Owning an investment property may provide some tax advantages, including various government tax breaks.
Why Canadian Real Estate?
While the world is in financial turmoil, foreign investors are looking to Canada like never before. Where else in the world do you have a stable government and stable banking system, with a proven supply of resources to maintain the delivery of goods and services efficiently through harsh financial times? More recently, Canada has become a safe-haven for global capital from Asia, Europe and the Middle East. There are many reasons why Canadian real estate is so appealing. Here are the “Four F’s” that put Canada ahead of other countries in stability and growth:
With the devastation of Japan’s land and China one bad harvest away from starvation, the global demand for food is obvious. As our word’s population increases at an exponential rate, the demand for food globally places Canada’s food goods and services in high demand.

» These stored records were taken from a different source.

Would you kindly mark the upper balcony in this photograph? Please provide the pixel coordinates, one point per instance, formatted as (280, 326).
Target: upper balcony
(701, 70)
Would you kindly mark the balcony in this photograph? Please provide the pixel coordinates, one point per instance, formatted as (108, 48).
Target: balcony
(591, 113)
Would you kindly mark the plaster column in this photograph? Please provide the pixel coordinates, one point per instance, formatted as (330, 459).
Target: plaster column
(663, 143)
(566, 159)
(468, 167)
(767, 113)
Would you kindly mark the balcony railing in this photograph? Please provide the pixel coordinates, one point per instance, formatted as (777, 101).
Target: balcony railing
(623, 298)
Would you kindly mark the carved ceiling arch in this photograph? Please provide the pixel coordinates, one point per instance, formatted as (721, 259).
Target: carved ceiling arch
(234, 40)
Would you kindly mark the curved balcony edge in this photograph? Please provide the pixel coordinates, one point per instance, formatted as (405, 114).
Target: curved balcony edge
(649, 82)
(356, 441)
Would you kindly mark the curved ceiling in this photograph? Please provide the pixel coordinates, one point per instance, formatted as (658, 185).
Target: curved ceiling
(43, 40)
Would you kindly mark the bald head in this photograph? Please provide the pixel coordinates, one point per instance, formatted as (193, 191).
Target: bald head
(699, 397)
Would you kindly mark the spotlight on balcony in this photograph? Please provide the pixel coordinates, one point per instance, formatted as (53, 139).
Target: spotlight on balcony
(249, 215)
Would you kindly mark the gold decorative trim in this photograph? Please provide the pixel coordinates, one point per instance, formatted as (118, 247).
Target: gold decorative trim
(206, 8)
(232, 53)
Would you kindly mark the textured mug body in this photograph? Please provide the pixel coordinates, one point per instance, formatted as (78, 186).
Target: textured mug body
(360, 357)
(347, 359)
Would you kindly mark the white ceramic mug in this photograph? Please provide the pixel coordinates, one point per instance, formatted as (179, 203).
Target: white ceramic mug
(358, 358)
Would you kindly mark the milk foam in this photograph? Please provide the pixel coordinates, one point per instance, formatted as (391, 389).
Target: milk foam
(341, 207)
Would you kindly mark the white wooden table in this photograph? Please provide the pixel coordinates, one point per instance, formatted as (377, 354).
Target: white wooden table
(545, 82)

Necessary to support the food we consume is the ability to harvest it at maximum capacity. The need for petrochemical plants, potash and natural gas, all products of Canada, is also on a global rise.
We know this need isn’t going away any time soon and with comments like US President Obama’s that the US needs to look to their “friendly neighbours to the north”, Canadian oil will continue to be a rich and marketable resource globally.
With Japan rebuilding and their desiring for the top 10% of quality lumber, Canada is well positioned to make big bucks in Forestry. This is not to mention China’s huge demand for lumber, or the tariffs that Russia has put on their forestry exports – all favouring Canada.
A US-style real estate market crash won’t happen in Canada
Some people speculate that Canadian Real Estate market is following in the footsteps of our neighbouring country. This however is not the case for a few key reasons:
US mortgages are “nonrecourse”, meaning that owners who default on their mortgages can just walk away from their homes with no further financial obligations. This is not the case in Canada – Canadians still have the obligation to pay their full mortgage debt.
In the United States, home owners can deduct their primary residence mortgage interest from their taxes. This encourages home equity loans and “over-leveraging”, usually for discretionary or luxury purchases – not a sound practice in the eyes of those who are financially educated. Conversely, Canadians are not permitted this tax deduction, and hence are discouraged from using their primary homes as “piggy banks” for irresponsible reasons.
Regulation and Government Policies
American lending standards were lowered to encourage people to take out mortgages. This was an overly aggressive strategy to stimulate economic growth and maximize profits for certain large banks. Canadian banks however, have much stricter standards, and they remained relatively tight even while US lending practices loosened in the mid early and mid 2000s. Also, as a reaction to the recent American crash, Canadian bank lending rules have toughened up even further, specifically with the intention of limiting over-leveraging in the real estate market.
The sub-prime mortgage market makes up more than 20% of the total mortgage market in U.S., but less than 5% in Canada. Borrower-default in the sub-prime mortgage market is around 8% and growing in the U.S., but less than 0.5% of borrowers in Canada default on their subprime mortgages. The U.S. housing market is ten times larger than the Canadian housing market, so there is also an amplification effect when numbers are reported in the U.S.. When keeping the size of the different markets in context, the Canadian mortgage market is much more stable and appropriately leveraged.